Temperiertes Öl für die thermische Kompensation im Bohrwerk
Die thermische Kompensation geschieht durch die Wärmeanpassung von Bauteilen wie Lagern und Spindel durch entsprechend temperiertes Öl. Außerdem werden Materialien mit verschiedenen Wärmeausdehnungskoeffizienten verwendet. Die Ist-Temperatur sowie die Relativbewegung werden an den relevanten Stellen gemessen und die Temperaturunterschiede werden elektronisch kompensiert.

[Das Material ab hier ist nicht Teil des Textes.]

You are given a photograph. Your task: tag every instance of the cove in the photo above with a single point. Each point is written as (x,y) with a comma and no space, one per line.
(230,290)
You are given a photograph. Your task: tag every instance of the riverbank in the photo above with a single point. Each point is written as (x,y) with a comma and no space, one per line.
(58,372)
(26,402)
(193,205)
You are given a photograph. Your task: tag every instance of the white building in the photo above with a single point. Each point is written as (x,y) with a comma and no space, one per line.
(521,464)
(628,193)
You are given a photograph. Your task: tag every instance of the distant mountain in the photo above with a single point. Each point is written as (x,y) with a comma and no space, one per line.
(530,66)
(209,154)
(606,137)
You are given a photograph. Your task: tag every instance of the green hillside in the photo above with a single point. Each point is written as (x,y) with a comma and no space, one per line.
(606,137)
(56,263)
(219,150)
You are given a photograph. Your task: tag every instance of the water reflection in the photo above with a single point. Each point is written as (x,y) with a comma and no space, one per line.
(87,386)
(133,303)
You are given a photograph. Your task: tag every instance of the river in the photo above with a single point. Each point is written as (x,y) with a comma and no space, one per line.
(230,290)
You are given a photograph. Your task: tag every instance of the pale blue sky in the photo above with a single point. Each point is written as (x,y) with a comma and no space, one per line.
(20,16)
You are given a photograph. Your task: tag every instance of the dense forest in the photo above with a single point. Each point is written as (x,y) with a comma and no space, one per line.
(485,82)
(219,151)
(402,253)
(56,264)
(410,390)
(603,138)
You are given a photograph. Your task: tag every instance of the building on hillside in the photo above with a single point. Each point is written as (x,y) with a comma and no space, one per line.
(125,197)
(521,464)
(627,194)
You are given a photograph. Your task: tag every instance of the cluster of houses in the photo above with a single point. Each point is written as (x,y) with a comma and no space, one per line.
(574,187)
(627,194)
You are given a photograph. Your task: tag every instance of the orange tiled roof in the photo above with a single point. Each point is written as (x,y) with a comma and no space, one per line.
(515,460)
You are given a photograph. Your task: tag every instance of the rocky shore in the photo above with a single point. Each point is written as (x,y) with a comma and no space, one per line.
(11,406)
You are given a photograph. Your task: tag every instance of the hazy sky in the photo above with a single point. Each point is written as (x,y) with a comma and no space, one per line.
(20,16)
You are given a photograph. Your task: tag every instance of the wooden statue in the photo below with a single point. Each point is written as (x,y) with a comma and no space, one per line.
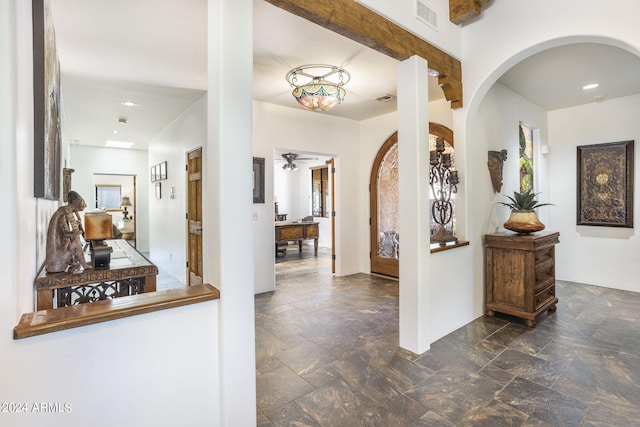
(495,162)
(64,247)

Abgerundet wird die Installation durch ein Sicherheitskonzept, das von der Berufsgenossenschaft abgenommen wurde. Dieses berücksichtigt einerseits eine gute Zugänglichkeit zur Maschine, gute Einsehbarkeit und Überwachungsmöglichkeit des Zerspanungsprozesses und gewährleistet andererseits ein minimiertes Unfallrisiko – vor allem durch einen vorne und seitlich abgeschlossenen Schutzzaun sowie einen Durchgang auf der Maschinenrückseite, der durch ein dreifaches Seilgeländer mit zusätzlicher Lichtschranke abgesichert ist.
Die Speedram 2000 läuft seit über einem Jahr in dreischichtigem Betrieb. Bereits zwei Monate nach der Inbetriebnahme konnte die fünfköpfige Bedienmannschaft um Bereichsleiter Peter Mellinger in den Vollbetrieb des neuen Bohrwerks übergehen.